If you looove the touch and feel of organic cotton, then you’re going to fall for Pact pieces. This label specializes in clothing solely made from organic cotton, offering a wide range of comfy and eco-conscious everyday wear, including basics like tees, hoodies, shorts, socks, underwear, and activewear. As a Fair Trade brand, it supports environmentally responsible farming methods to cultivate organic cotton and partners with factories that care for the well-being of their workers. Pact also uses non-toxic dyes in its ethical clothing and recycled packaging, contributing to a safer and cleaner environment. Additionally, it is Carbon Neutral, as it has collaborated with SimpliZero to neutralize the environmental impact of its supply chain’s carbon dioxide emissions.
2. For Days
For Days offers a unique approach to sustainable wardrobe staples at affordable prices, with an emphasis on circular fashion. Its product range covers the clothing needs of your entire family and includes t-shirts, sweatshirts, swimwear, intimatewear, accessories, and so much more. And you might stumble upon some of your favorite brands as For Days is a conscious marketplace. The standout feature is its ‘Take Back Bag’, allowing customers to return their worn-out clothing for store credit. These garments are then upcycled by For Days into new products. This approach extends the life of existing fabrics, reducing overall textile waste in the fashion industry. For Days also places great importance on ethical production practices and sourcing sustainable materials, offering transparency and traceability throughout their supply chain.
3. MATE The Label
MATE The Label helps you to ‘Dress Clean’! The women-owned brand is home to effortlessly chic and comfortable clothing, primarily focusing on essentials like t-shirts, loungewear, and casual dresses, along with activewear and intimatewear. Its commitment to ethical production practices involves partnering with factories that adhere to fair labor standards. MATE ensures the sustainability of its products by using non-toxic, eco-friendly dyes and sustainable materials in its garments. The Climate Neutral and B Corporation-certified label is determined to make a positive impact on people and excels in transparency by providing customers with insights into its supply chain.

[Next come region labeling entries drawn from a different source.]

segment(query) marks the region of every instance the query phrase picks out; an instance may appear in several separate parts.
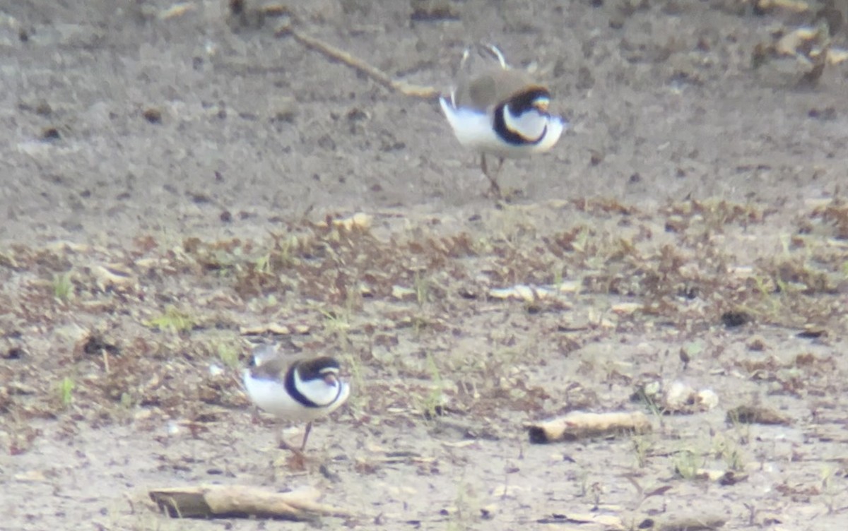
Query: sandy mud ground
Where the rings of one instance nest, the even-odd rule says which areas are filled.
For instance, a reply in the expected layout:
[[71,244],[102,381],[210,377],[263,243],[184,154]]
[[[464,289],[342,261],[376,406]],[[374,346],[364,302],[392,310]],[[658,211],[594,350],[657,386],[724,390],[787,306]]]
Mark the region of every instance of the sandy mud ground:
[[[845,528],[845,5],[293,3],[0,3],[0,528]],[[572,127],[498,204],[287,22],[439,90],[495,42]],[[250,338],[344,363],[305,466]],[[652,430],[530,444],[575,410]],[[147,496],[206,483],[349,514]]]

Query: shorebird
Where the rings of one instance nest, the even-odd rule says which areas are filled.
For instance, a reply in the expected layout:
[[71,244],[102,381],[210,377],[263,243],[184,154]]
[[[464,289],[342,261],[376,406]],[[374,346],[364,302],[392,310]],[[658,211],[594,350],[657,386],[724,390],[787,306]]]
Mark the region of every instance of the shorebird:
[[[338,362],[331,357],[284,356],[276,346],[262,345],[254,349],[252,366],[244,369],[244,387],[262,410],[279,418],[306,423],[302,452],[312,422],[348,400],[350,386],[340,379],[339,369]],[[280,448],[294,450],[282,437]]]
[[[529,157],[556,144],[567,123],[549,112],[550,91],[533,81],[523,70],[506,64],[494,46],[484,47],[499,64],[482,73],[466,74],[456,80],[450,97],[441,97],[442,111],[460,143],[482,153],[480,168],[500,196],[497,176],[505,158]],[[470,52],[466,50],[460,70],[465,69]],[[486,154],[498,157],[492,173]]]

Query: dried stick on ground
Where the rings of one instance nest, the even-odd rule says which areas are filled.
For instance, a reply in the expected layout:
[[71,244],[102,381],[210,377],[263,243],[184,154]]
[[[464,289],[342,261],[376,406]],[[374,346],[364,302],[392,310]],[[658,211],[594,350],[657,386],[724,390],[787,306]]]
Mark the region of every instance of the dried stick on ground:
[[398,91],[405,96],[420,97],[425,100],[435,99],[439,95],[438,91],[432,86],[411,85],[405,81],[393,80],[382,70],[350,55],[344,50],[337,48],[336,47],[324,42],[320,39],[316,39],[315,37],[301,33],[300,31],[295,30],[292,26],[291,23],[283,25],[276,30],[276,36],[278,37],[287,36],[289,35],[294,37],[295,41],[303,44],[306,47],[320,52],[331,59],[341,61],[355,70],[365,74],[380,85],[388,87],[393,91]]
[[315,489],[269,492],[246,485],[204,485],[153,489],[148,493],[175,518],[264,517],[307,520],[317,516],[350,516],[347,511],[317,502]]
[[528,427],[530,442],[543,444],[558,440],[577,440],[584,437],[603,437],[621,433],[650,431],[648,417],[641,412],[586,413],[572,412],[565,417]]

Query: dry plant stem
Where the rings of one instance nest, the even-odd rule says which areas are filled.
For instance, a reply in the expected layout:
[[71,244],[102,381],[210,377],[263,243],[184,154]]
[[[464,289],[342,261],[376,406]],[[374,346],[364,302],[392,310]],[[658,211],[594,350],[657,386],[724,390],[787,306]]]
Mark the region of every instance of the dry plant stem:
[[350,55],[347,52],[340,50],[339,48],[324,42],[320,39],[301,33],[292,27],[290,24],[280,28],[276,31],[276,36],[278,37],[285,36],[287,35],[291,35],[294,37],[295,41],[303,44],[304,47],[315,50],[316,52],[320,52],[331,59],[341,61],[355,70],[365,74],[380,85],[392,89],[393,91],[397,91],[405,96],[420,97],[425,100],[432,100],[435,99],[439,95],[438,91],[432,86],[411,85],[404,81],[393,80],[382,70],[380,70],[379,69],[368,64],[365,61]]
[[530,442],[536,444],[577,440],[584,437],[615,435],[621,433],[645,433],[650,429],[648,417],[641,412],[611,413],[572,412],[565,417],[529,427]]
[[259,516],[305,520],[319,515],[349,516],[349,512],[317,502],[315,489],[268,492],[246,485],[204,485],[155,489],[153,500],[172,517]]

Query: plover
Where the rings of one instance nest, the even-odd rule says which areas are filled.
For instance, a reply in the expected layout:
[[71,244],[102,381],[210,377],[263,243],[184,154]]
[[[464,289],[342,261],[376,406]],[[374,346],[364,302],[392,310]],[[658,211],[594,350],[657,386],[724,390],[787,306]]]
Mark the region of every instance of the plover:
[[[305,422],[300,451],[306,447],[312,421],[326,417],[348,400],[350,385],[339,379],[338,361],[327,356],[284,356],[272,345],[253,352],[244,369],[244,387],[262,410],[285,420]],[[293,449],[281,439],[280,447]]]
[[[549,113],[550,91],[533,81],[522,70],[510,69],[503,53],[494,46],[485,50],[499,64],[476,75],[457,79],[450,97],[441,97],[442,111],[460,143],[482,153],[480,167],[491,183],[491,191],[500,196],[497,175],[505,158],[528,157],[550,150],[556,144],[567,123]],[[460,71],[468,61],[466,50]],[[486,154],[498,157],[493,173]]]

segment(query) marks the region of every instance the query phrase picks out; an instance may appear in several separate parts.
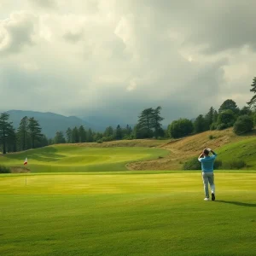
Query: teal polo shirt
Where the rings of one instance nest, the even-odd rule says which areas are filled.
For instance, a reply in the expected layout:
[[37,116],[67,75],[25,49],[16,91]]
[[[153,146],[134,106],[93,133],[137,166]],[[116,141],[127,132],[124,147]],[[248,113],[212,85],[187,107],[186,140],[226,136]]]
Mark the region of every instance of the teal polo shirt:
[[217,154],[211,156],[205,156],[199,158],[198,160],[201,163],[202,172],[213,172],[213,164],[217,157]]

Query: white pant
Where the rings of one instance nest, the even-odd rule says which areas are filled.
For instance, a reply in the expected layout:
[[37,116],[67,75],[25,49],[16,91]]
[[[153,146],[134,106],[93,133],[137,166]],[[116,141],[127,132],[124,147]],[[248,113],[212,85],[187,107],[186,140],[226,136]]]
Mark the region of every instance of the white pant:
[[207,198],[209,198],[208,183],[210,183],[212,193],[215,194],[214,174],[213,172],[203,172],[202,180],[204,183],[204,190]]

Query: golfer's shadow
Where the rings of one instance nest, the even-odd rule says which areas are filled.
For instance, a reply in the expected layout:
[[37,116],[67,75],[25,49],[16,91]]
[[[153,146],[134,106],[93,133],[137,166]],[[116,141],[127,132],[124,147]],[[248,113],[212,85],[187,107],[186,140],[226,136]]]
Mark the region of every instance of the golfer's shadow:
[[216,200],[216,201],[225,203],[225,204],[236,205],[239,207],[256,207],[256,204],[243,203],[240,201],[224,201],[224,200]]

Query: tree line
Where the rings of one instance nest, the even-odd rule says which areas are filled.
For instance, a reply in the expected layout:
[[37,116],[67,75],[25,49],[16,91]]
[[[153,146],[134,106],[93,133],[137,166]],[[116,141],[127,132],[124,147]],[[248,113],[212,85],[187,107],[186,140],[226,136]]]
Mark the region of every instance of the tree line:
[[114,140],[143,138],[179,138],[209,130],[224,130],[233,127],[234,132],[241,135],[250,131],[256,125],[256,78],[253,79],[251,92],[252,99],[241,109],[236,103],[228,99],[218,110],[211,107],[207,113],[201,113],[195,119],[179,119],[173,120],[166,130],[162,128],[161,107],[143,110],[134,127],[119,125],[108,126],[104,132],[86,130],[83,125],[70,127],[66,131],[59,131],[54,138],[47,138],[42,133],[39,122],[34,118],[24,117],[17,130],[9,121],[9,115],[0,115],[0,151],[16,152],[59,143],[103,143]]

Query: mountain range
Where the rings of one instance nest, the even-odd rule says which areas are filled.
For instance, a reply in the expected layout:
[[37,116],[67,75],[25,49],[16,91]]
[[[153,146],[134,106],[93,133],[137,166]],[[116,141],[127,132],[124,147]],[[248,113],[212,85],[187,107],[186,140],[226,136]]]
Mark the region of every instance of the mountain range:
[[[122,120],[102,116],[79,118],[76,116],[64,116],[51,112],[43,113],[23,110],[9,110],[6,111],[6,113],[9,114],[9,120],[13,122],[15,129],[19,127],[21,119],[25,116],[35,118],[42,127],[42,133],[46,135],[49,138],[53,138],[58,131],[65,132],[68,127],[73,129],[75,126],[79,127],[84,125],[85,130],[90,128],[94,131],[104,131],[105,129],[110,125],[115,128],[118,125],[120,125],[123,127],[127,125]],[[118,123],[119,121],[119,123]]]

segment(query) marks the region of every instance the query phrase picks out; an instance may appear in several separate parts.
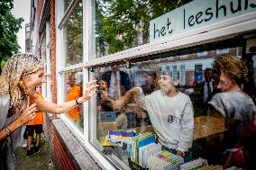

Unspun is here to revolutionize the denim world with its custom-fit jeans, crafted through cutting-edge 3D weaving technology. This innovation not only guarantees a perfect fit but also champions a ‘zero-inventory’ business model, which significantly helps reduce production waste and its environmental impact. Its vision is to foster intentionality in the fashion industry’s design, production, and consumption processes. Unspun prioritizes ethical production by implementing a low-impact manufacturing process that conserves water and reduces carbon emissions. Beyond this, the B Corporation’s commitment to sustainability and social responsibility can be observed through its circular approach, where it captures and transforms disposed yarns into brand-new denims.
Hollister has taken commendable steps towards improving its sustainability efforts and supporting female workers in its supply chain through various programs. But these initiatives are not even nearly enough to counter its environmental footprint. Like, you can’t overlook those humongous production levels, unverified factory conditions, utilization of harmful chemicals in its supply chain, and not doing anything to fix these practices. So, Hollister has a long journey ahead to become a true planet-friendly brand.
As consumers, we can collectively steer clear of this fast fashion devil and, instead, support affordable sustainable clothing brands that are responsible and conscious from the very start. Let’s make way for fashion that is fair!